The Experience
Philadelphia’s most revered performing space is an elegant socialite outside, with a discreet brick and gaslit-façade; inside, it’s a prima donna done up in scarlet with gold caryatids and a 5,000-pound crystal chandelier. Napoleon LeBrun built the Academy of Music in 1857, modeling its lavish interior on La Scala Opera House in Milan.

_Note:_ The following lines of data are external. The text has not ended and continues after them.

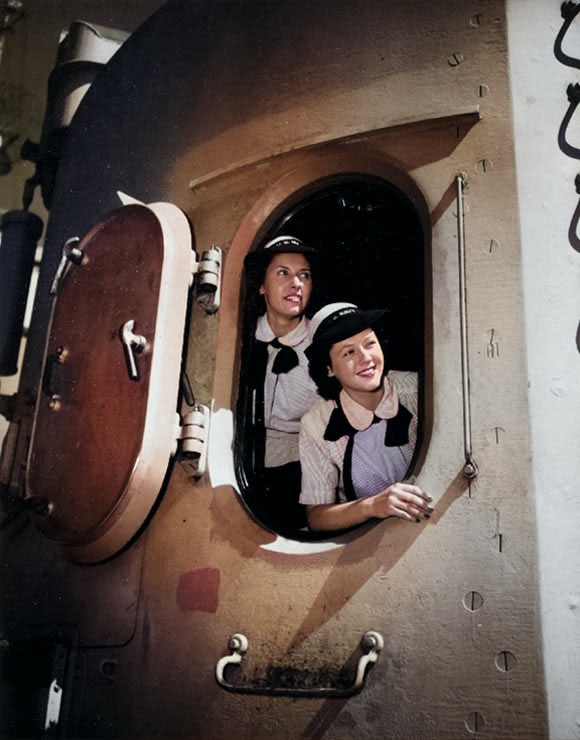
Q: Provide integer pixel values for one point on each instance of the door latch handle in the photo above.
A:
(372, 643)
(133, 344)
(71, 255)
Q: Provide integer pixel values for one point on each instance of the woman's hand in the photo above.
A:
(400, 499)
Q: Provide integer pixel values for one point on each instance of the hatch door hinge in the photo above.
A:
(194, 439)
(208, 278)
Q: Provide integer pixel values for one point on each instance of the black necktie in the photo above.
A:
(285, 360)
(397, 434)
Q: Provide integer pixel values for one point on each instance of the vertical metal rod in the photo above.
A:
(470, 468)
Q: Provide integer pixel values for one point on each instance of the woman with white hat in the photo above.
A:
(281, 388)
(357, 444)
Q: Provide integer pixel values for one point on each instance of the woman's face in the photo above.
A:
(287, 286)
(358, 363)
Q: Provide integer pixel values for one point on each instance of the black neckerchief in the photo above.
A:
(396, 435)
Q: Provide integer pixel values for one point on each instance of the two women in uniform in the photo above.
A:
(334, 430)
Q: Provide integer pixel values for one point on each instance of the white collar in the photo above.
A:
(360, 418)
(264, 332)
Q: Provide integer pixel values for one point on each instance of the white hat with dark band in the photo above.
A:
(338, 321)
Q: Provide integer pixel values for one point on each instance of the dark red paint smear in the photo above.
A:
(197, 590)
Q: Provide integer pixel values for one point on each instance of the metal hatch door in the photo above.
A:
(106, 421)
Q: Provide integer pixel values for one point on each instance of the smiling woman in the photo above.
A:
(357, 443)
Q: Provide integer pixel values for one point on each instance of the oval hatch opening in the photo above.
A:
(373, 247)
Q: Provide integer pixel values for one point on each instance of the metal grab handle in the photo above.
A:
(372, 643)
(133, 343)
(569, 11)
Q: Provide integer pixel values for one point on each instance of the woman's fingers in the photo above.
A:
(406, 501)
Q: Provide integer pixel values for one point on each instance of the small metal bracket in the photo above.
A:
(132, 344)
(569, 11)
(208, 278)
(54, 701)
(194, 436)
(372, 643)
(573, 95)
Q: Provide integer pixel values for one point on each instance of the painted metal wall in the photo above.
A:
(239, 107)
(547, 200)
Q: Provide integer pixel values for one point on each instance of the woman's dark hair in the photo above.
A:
(319, 362)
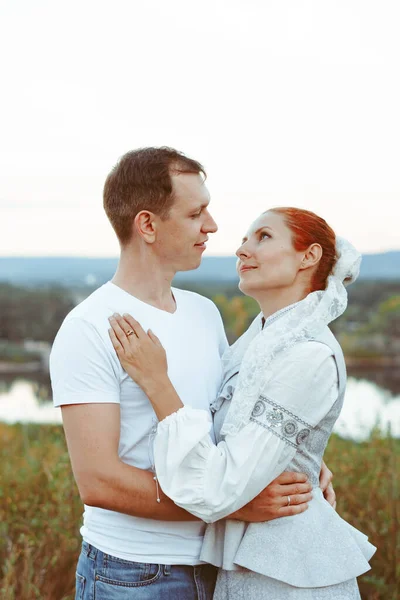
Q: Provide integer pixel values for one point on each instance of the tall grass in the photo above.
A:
(40, 511)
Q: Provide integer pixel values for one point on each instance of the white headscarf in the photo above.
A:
(255, 350)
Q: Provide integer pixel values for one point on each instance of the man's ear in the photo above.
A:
(311, 257)
(145, 225)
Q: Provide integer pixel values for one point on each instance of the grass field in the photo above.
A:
(40, 511)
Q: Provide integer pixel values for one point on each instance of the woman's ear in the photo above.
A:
(145, 225)
(311, 257)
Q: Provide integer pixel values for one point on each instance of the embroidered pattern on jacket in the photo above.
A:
(281, 422)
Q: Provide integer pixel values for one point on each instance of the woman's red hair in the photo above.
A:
(308, 228)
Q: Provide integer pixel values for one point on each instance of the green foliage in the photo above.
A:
(40, 511)
(367, 488)
(34, 314)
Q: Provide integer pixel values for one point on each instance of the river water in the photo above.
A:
(372, 398)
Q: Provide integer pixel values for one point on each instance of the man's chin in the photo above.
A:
(190, 265)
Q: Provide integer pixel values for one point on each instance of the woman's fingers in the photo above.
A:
(291, 477)
(154, 338)
(135, 325)
(115, 342)
(289, 511)
(296, 499)
(119, 333)
(125, 326)
(295, 489)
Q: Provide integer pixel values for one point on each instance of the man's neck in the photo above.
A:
(146, 280)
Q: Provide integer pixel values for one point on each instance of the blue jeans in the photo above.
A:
(101, 576)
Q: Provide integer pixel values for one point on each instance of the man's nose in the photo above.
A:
(210, 225)
(242, 251)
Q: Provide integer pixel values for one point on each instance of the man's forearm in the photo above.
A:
(129, 490)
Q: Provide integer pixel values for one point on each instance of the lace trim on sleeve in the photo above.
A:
(281, 422)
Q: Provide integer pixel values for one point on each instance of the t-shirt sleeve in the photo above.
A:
(81, 366)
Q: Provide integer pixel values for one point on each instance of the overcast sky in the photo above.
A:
(285, 102)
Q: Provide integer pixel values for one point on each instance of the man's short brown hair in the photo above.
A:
(141, 180)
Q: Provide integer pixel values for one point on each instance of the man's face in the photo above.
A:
(181, 238)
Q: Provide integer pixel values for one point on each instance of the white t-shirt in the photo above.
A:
(85, 368)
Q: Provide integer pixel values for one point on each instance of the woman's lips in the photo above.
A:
(245, 268)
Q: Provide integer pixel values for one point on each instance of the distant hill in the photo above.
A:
(95, 271)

The oldest known opera house continuously in use in the U.S., the Academy is home to the Opera Company of Philadelphia, the Pennsylvania Ballet and “Broadway at the Academy,” a series of national productions. For more than a century, its most famous resident was the Philadelphia Orchestra, which returns every January to play the Academy Anniversary Concert and Ball.
History
Momentous occasions have happened in this National Historic Landmark. In 1872, President Ulysses S. Grant was nominated for his second term here; four years later (1876), Richard Wagner’s “The Flying Dutchman” had its first U.S. performance. John Phillip Sousa introduced his “The Stars and Stripes Forever” here, Philadelphian Jeannette MacDonald made her debut at age 6, Leopold Stokowski introduced Gustav Mahler’s “Symphony of a Thousand,” and Igor Stravinky’s “The Rite of Spring” was staged with Martha Graham dancing.